3年目を迎えた東北へ自らの足で訪れて気づいたことは「知ること」の難しさだった。だからこそ、知るためにできることは「続けること」と「寄り添おうとする気持ちを抱き続けること」だと、感じた想いも綴ってくれました。 2014.12.05

プロフィール

遠野まごころネット69期関西発|大阪大学1年 北川康太さん

遠野まごころネット69期は、2014年3月2日から3月9日まで、遠野、陸前高田、釜石、大船渡、大槌で活動しました。

【参加プログラム】

・遠野まごころネット69期関西発

・参加日程:2014/3/2~3/9

・活動場所:遠野、陸前高田、釜石、大船渡、大槌

【プログラムでの活動内容】

・現地視察

・雪かき

・イベント準備

・施設訪問

【ライター情報】

名前:北川康太

所属:大阪大学1年(参加当時)


3年目を迎えた東北へ

私がこのプログラムを通して、被災地を訪れた目的はたったひとつ、「今を知る」ということをしたかったからです。もともと東北の震災ボランティアに興味がありました。しかし、都合が合わず、気づけば、震災からもう3年も経ってしまいました。被災地を取り巻く状況が大きく変わっていることは、メディアを通して知っていましたが、私にできることを見つけたいと思い、そのために被災地の今を知りたいと考えました。メディアや人から伝えられた情報ではなく、自分の五感を用いてありのままを知りたいと思いました。だから自分に嘘はつかないことを心に決めて参加しました。そして被災地の一つ、陸前高田を訪れました。


訪れて感じたことは憤りと悔しさだった

被災地を訪れれば「何か」を感じると私は思っていました。初めて広島の平和記念公園を訪れたときも、私は胸が苦しくなりました。そのときのように、言葉では表せない「何か」を感じるはずだと。しかし何も感じない私がいました。むしろ感じようとしても、心に開いた穴から抜けていくような、感じることができない状態のようでした。その理由は、自分に問いかけてもわかりませんでした。震災前の写真をもとにして、今の景色に写真の街並みを想像しようとしましたが、それができませんでした。そもそも仮にできたとしても、それはあくまでも経験に基づかない私の想像であり、被災された方の言う「あのころ」は、わかりません。あのころの人、街並み、におい、つながり、思い出。あのころを復元することはできないことはわかっています。ただ、何も感じない私に、あのころを知らない私に、何ができるのだろうかと、憤りと悔しさを覚えました。


だからこそ

 しかしだからこそ気づいたことがあります。
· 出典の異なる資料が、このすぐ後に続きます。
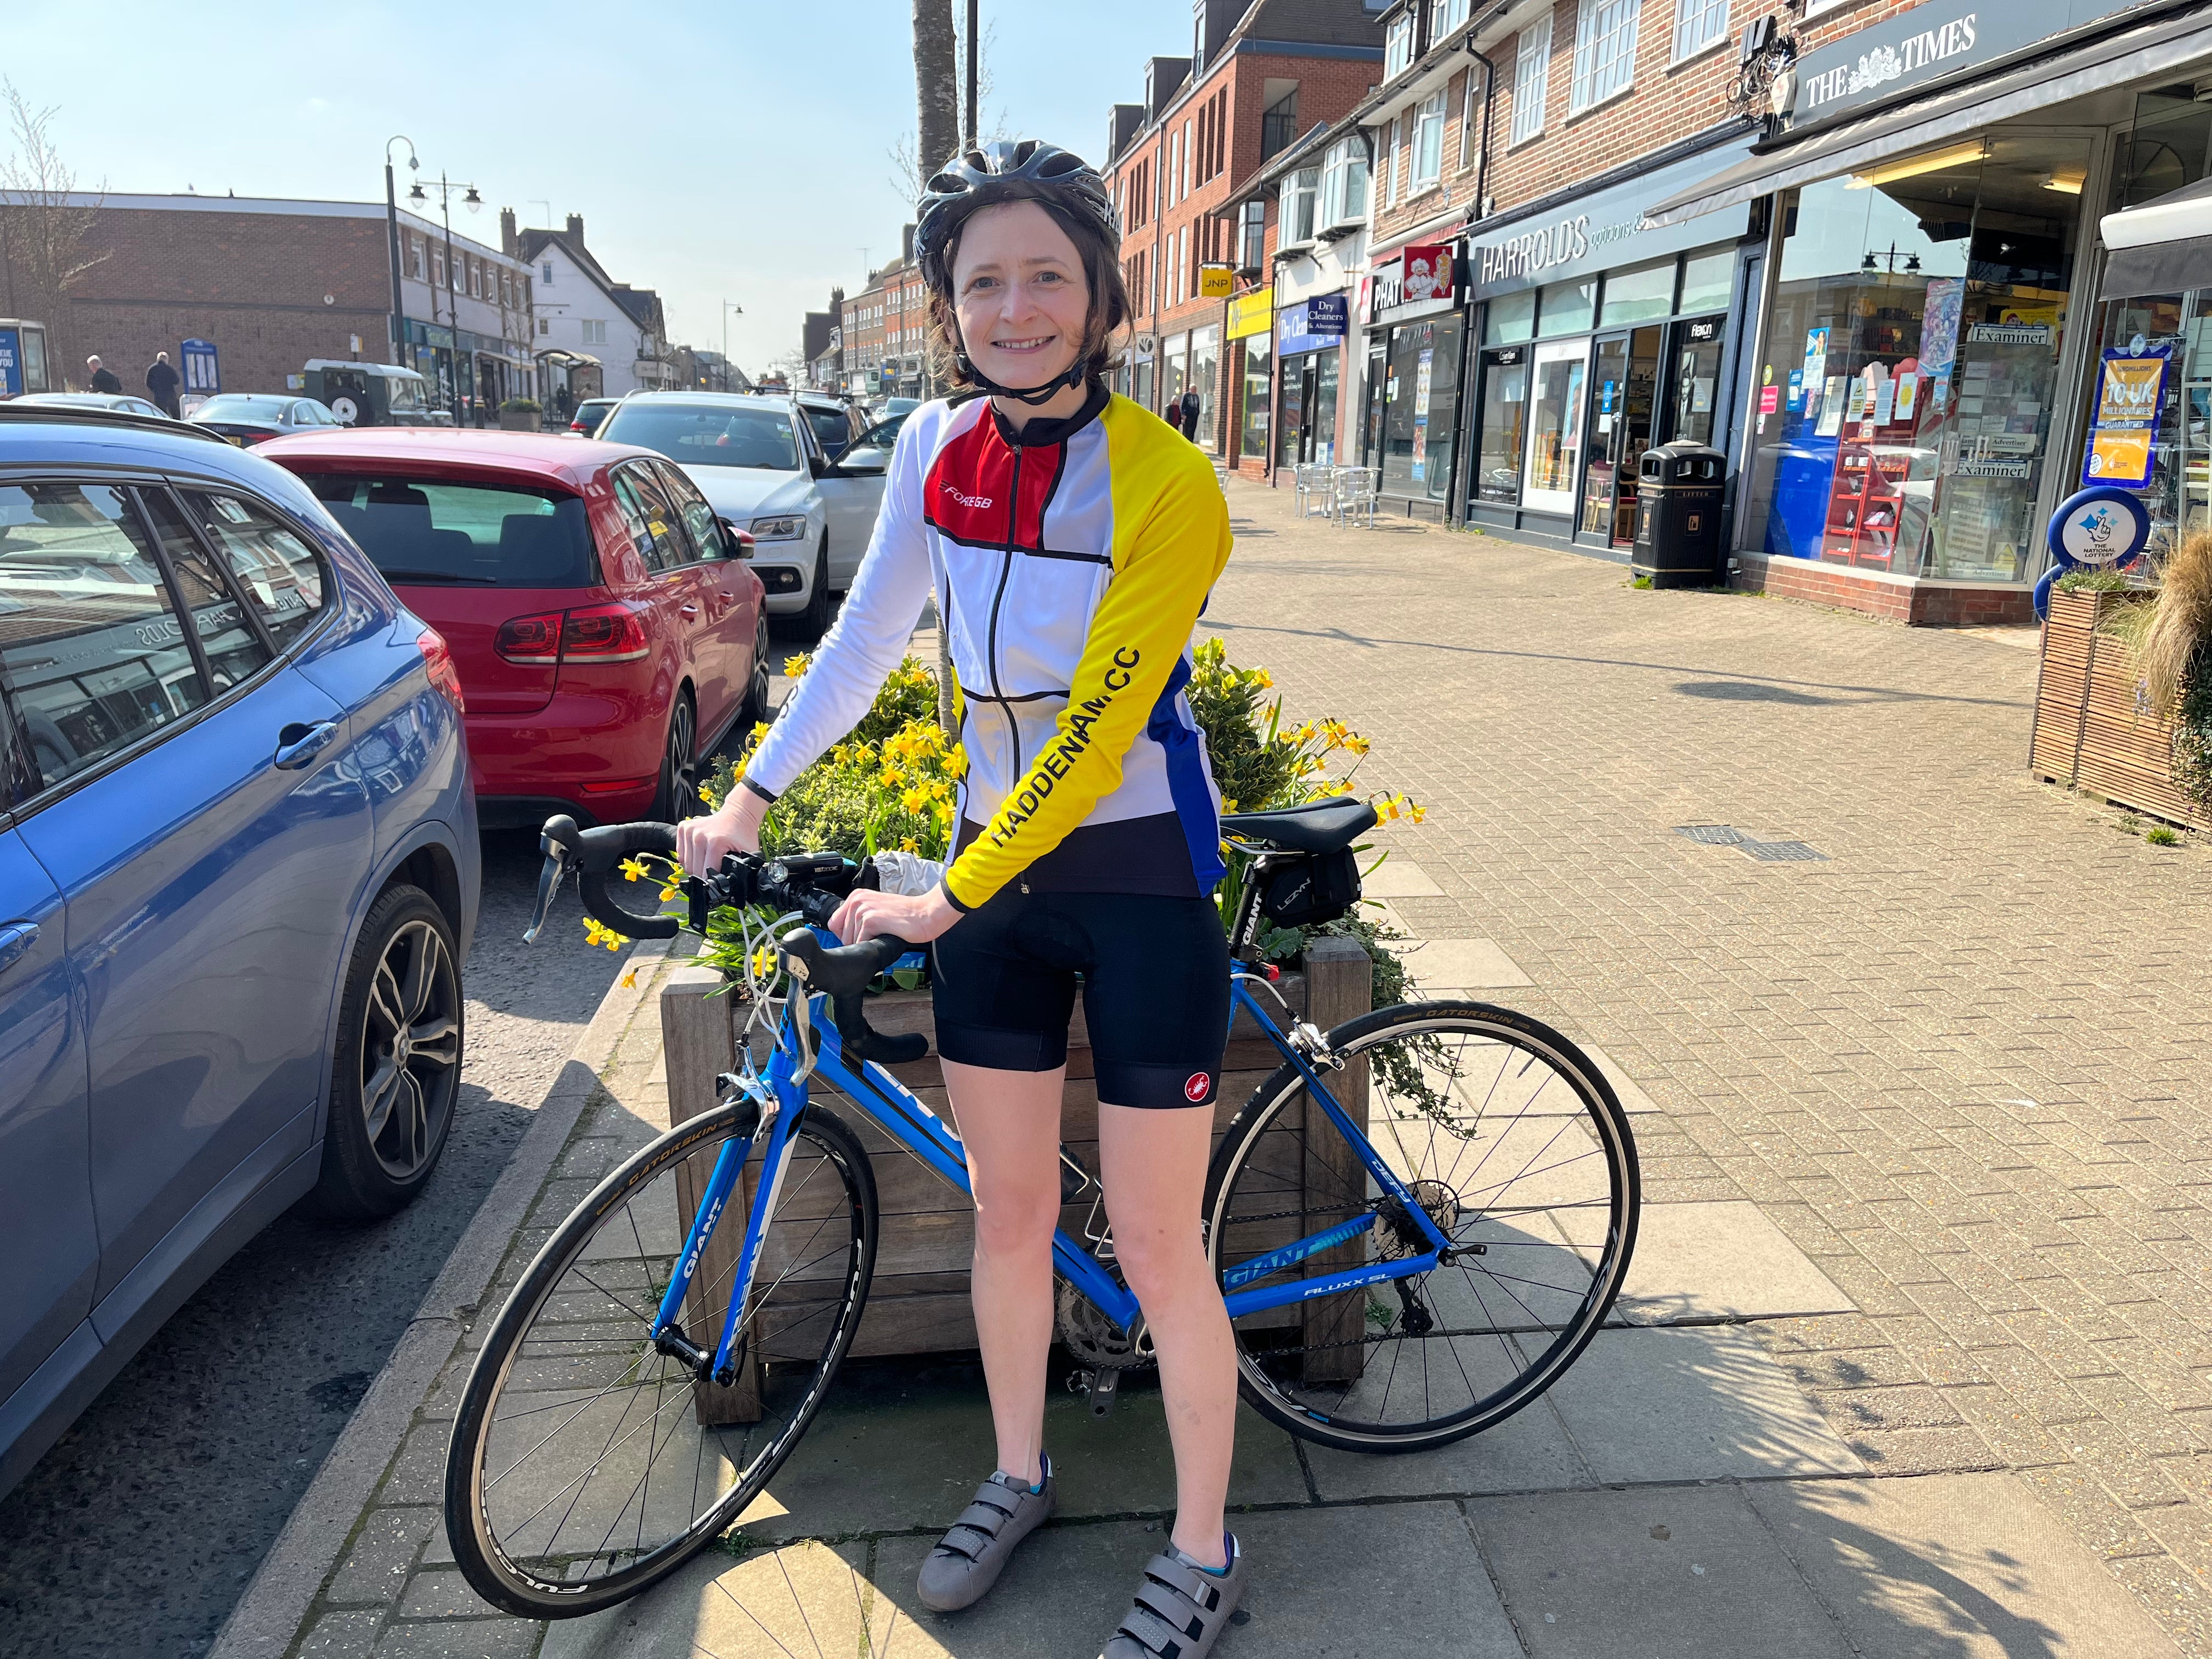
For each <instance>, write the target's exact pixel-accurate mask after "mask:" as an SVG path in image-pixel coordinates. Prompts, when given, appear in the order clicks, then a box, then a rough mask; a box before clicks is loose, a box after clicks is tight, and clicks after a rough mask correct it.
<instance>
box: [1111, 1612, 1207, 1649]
mask: <svg viewBox="0 0 2212 1659" xmlns="http://www.w3.org/2000/svg"><path fill="white" fill-rule="evenodd" d="M1119 1630H1121V1635H1124V1637H1128V1639H1130V1641H1135V1644H1137V1646H1141V1648H1144V1650H1146V1652H1152V1655H1159V1659H1179V1655H1181V1652H1183V1646H1186V1644H1188V1641H1190V1637H1186V1635H1183V1632H1181V1630H1177V1628H1175V1626H1172V1624H1168V1621H1166V1619H1161V1617H1159V1615H1157V1613H1152V1608H1146V1606H1135V1608H1130V1610H1128V1617H1124V1619H1121V1626H1119Z"/></svg>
それは、理解しようとし続けることの重要性です。被災された方の思い出は、その人唯一の思い出であり、誰一人それをそのまま理解し共有することはできないはずです。その人にはその人の個性があり、経験があり、感情があるからです。だから少しでも多くの話を聞き、それを理解できるように努力をすること。その人の思い出を、リアルに理解し共有することはできないと、決めつけてしまうのは、一見悲しくむなしいことのように思えますが、できないからこそ「理解しようとし続けること」こそ、被災された方に寄り添うことなのだろうと、私は思いました。


 “あのころ”と”このごろ”そして”これから”

「今を知る」ということから始まり、「今を知る」だけでは足りないことに気づかされ、これからもっと知り続けるという意欲が湧きました。東北を“被災地”という側面からしか捉えていないのであれば、寄り添うことはできません。“あのころ”と、“このごろ”と、そして“これから”を、バイアスをかけず(=イメージや印象に影響されずに)、理解しようとすることが必要だと私は思います。そして被災された方に寄り添い、少しずつで良いから、一歩ずつ前へ進みたいです。